Vendredi 29 avril 2016, par Catherine Sokolowski

Dans l’intimité de JFK

Le 19 mai 1962, après avoir entendu Marilyn Monroe lui susurrer un “Happy birthday mister president” d’anthologie devant des millions de téléspectateurs, John Kennedy discute librement avec son frère Bobby du passé, du présent et du futur dans une chambre d’hôtel cossue. La mise en scène de Ladislas Chollat supporte élégamment ces échanges privés : voilà le spectateur renvoyé dans le passé, celui de l’intimité du clan Kennedy, celui de l’Amérique des années 60 mais aussi celui de la robe en gaze de soie cousue à même la peau de Marilyn ou de la jolie silhouette de Jackie Kennedy en tailleur Chanel…

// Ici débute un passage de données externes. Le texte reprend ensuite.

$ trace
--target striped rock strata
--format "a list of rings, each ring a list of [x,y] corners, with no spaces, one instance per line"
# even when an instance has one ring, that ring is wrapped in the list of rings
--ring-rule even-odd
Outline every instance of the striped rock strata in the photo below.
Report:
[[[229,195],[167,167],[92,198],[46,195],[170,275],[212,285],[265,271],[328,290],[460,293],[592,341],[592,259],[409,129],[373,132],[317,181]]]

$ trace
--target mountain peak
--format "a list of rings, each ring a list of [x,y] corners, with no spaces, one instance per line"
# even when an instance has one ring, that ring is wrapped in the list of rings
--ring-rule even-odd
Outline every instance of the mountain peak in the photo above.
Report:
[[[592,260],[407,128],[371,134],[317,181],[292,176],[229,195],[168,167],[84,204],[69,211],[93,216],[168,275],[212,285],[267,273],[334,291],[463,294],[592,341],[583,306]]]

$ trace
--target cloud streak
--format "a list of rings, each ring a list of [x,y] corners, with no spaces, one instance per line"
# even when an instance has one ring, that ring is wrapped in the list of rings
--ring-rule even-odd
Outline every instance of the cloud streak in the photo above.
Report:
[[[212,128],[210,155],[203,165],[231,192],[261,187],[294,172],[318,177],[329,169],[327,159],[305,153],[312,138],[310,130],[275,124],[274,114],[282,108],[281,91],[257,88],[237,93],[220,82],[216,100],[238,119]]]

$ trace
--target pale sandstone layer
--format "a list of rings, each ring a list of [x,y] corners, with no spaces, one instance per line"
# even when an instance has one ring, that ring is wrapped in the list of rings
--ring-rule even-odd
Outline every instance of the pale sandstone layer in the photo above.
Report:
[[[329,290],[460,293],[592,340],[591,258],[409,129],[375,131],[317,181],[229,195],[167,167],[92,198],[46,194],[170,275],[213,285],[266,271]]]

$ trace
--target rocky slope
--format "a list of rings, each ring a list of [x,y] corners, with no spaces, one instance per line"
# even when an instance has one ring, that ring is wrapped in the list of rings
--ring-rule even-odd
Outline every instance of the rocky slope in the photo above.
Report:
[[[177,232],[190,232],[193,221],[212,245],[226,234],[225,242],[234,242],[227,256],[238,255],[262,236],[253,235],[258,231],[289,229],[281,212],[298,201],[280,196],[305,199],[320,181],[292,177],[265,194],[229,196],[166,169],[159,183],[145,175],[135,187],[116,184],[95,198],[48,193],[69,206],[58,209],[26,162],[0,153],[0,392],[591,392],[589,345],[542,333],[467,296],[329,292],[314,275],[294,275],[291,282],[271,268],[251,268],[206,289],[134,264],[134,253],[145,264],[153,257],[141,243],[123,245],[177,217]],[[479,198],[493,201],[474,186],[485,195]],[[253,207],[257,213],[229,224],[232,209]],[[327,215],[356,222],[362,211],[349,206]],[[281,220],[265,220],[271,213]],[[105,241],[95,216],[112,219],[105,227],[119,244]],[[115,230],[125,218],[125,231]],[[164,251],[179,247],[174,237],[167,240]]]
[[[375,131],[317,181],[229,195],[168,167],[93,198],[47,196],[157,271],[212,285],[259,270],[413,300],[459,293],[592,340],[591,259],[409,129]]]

Le texte de Thierry Debroux retrace tous les aspects du parcours des Kennedy : politiques, familiaux, psychologiques, médicaux et sexuels. Ce partage est captivant à plus d’un titre. D’abord parce qu’il renvoie à l’Amérique des années 60 (guerre froide, engagement militaire au Viêt Nam, ségrégation raciale, conquête de l’espace, invasion de la “Baie des cochons”, rôle de la mafia etc…), mais aussi parce qu’il met en évidence les aspects privés de la vie du président, comme son insatiabilité sexuelle ou sa très mauvaise santé, la première étant d’après lui une conséquence de la deuxième. En parlant de Jackie, il explique : “je ne la trompe pas, je me soigne”, n’a-t-il pas été “toute sa vie, un enfant qui va mourir” ?

Thierry Debroux n’a pas cherché à reproduire la réalité. Il s’en inspire et l’enrichit : les discussions sont entrecoupées par les interventions d’une jeune femme mystérieuse qui semble tout connaître du clan Kennedy, sans que l’on sache vraiment de qui il s’agit. Ange ou démon (“envoyée par Khrouchtchev ?”), elle n’exige rien mais s’impose, confrontant les frères Kennedy aux vérités qu’ils auraient préféré ne pas affronter.

Mené tambour battant par Alain Leempoel qui interprète brillamment le personnage du président au “charme à faire tomber un oiseau du nid”, le spectacle est centré sur les problèmes privés du clan Kennedy et cela lui confère son originalité. L’intervention d’Anouchka Vingtier donne une dimension surnaturelle au récit tandis que Dominique Rongvaux en ministre de la justice joue un Bobby Kennedy moralisateur incapable d’assumer ses désirs. Le décor cosy, les images anciennes judicieusement projetées et les références historiques passionnantes font de ce spectacle une belle réussite, une immersion captivante dans un passé révolu.